The jist of the sales pitch, here's this air purification system (which actually looked kinda cool) and here's this vacuum cleaner.... let me vacuum your floor and show you how disgusting you are and how you and your family are living in squalor.

First of all the Filter Queen vacuum that he was selling.... we had one. I HATED it, i hated everything about it. I hated the way i moved, i hated the filtering system, i hated the canister... so that's why we bought a Dyson - which i Looooove.... if i could make mad passionate love to vacuum, that would be the one... sigh...

So, when he told the dude about how i used to have a FiterQueen, hated it, and was now dry humping my Dyson, he knew he wasn't making that sale, but pitched it anyway...


I am the Filter Queen of the Damned!!! You will bow to me
or i will cut off your head
and then offer you a useless Hotel Voucher that must be activated within
FIFTEEN DAYS

"The FilterQueen," (which i don't want) "can be yours for the low low price of $4,000!! But don't worry, if $4,000 is not in your budget today, we can finance it for you," (and also charge you an arm and a leg and your sleeping babe while we're at it)..."at a level to fit any budget."

"No"

"Okay, what about this air filter? for $1,299? you can finance it no money down and $33/month!"

"No."

"What would it take to get you to buy one of these filters?"

"Give it to me for free and i'll take it off your hands"

"What about if i give it to you for free...for three months?"

"No."

at this point, it's 9:45 and i am tired and i just want this guy out of my house, so i tell him "We're really not interested, i'm happy with my vacuum and there's no way in hell i'm paying $1299 for an air purifier."

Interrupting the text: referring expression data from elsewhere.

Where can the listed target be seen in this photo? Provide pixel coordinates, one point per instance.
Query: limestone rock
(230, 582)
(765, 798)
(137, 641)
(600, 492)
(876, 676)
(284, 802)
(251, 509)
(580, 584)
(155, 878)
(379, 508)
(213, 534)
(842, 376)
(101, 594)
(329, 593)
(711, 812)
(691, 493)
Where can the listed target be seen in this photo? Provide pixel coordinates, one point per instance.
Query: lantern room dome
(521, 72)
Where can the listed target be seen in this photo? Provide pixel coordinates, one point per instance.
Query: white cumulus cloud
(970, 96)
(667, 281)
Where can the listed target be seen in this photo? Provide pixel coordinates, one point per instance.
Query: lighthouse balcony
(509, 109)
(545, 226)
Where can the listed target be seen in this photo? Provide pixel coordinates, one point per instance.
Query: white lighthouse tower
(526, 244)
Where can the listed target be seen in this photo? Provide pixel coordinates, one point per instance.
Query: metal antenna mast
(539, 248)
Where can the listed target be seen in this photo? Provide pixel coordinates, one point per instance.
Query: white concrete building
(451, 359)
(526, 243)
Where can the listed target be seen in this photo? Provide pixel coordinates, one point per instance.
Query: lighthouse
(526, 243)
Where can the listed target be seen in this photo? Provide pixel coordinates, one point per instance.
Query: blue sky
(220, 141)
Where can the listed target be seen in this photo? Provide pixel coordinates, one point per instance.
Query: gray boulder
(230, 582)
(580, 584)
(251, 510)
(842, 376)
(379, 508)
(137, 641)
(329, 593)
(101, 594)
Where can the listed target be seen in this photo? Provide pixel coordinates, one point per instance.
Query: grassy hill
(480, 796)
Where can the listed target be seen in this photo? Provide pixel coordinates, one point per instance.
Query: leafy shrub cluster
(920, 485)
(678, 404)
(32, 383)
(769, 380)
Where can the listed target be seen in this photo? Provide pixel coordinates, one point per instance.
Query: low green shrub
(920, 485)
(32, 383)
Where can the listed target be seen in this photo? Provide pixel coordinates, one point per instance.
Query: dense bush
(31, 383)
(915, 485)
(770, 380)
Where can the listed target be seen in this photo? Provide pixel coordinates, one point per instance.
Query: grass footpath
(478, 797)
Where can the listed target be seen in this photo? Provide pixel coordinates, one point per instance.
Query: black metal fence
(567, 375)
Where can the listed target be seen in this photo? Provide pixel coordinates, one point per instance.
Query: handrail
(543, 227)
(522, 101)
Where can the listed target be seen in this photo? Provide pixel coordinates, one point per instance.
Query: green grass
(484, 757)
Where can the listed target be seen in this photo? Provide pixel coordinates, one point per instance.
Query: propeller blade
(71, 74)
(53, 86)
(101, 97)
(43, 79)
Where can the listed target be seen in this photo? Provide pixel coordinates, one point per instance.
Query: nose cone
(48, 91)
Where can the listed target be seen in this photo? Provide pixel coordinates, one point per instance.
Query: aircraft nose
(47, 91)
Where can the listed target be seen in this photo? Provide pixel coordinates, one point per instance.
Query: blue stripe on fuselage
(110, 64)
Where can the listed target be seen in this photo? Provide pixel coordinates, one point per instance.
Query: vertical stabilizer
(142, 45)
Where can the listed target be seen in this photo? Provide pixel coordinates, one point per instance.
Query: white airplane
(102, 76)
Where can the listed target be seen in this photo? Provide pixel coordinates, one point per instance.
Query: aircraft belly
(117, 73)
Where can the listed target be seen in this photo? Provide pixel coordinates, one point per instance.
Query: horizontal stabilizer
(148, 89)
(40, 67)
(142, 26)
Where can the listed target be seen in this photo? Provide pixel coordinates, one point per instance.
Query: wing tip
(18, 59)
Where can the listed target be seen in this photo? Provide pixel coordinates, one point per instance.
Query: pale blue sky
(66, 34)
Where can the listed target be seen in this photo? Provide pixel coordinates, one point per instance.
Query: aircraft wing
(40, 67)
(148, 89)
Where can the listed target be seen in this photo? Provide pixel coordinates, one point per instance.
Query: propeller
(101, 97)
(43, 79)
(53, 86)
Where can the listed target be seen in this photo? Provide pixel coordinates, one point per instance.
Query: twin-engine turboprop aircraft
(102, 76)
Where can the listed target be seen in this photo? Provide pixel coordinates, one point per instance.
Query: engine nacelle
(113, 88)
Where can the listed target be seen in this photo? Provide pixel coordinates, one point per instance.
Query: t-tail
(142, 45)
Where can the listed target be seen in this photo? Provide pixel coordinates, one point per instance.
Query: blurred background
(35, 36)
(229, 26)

He finally leaves and i get a chance to look at the voucher and laugh at all the restrictions and hoops that one would have to jump through to actually USE said voucher.... le sigh.

I did contemplate sending him to my friend Jaimie's house, she's a nurse and works for the Lung Association, i have a feeling she'd chew him up and spit him out when he says that the air in your home is the 4th hazardous thing you can ever breathe in... tobacco smoke being #10 and second hand smoke being #7....

But i felt for the guy. He'd only been selling for 3 weeks and had 2 year old twin girls at home. Still. Get the fuck out of my house. y'know?!?

So, anyway, hindsight being what it is, i had AMPLE opportunities to get out, but i never saw the flags!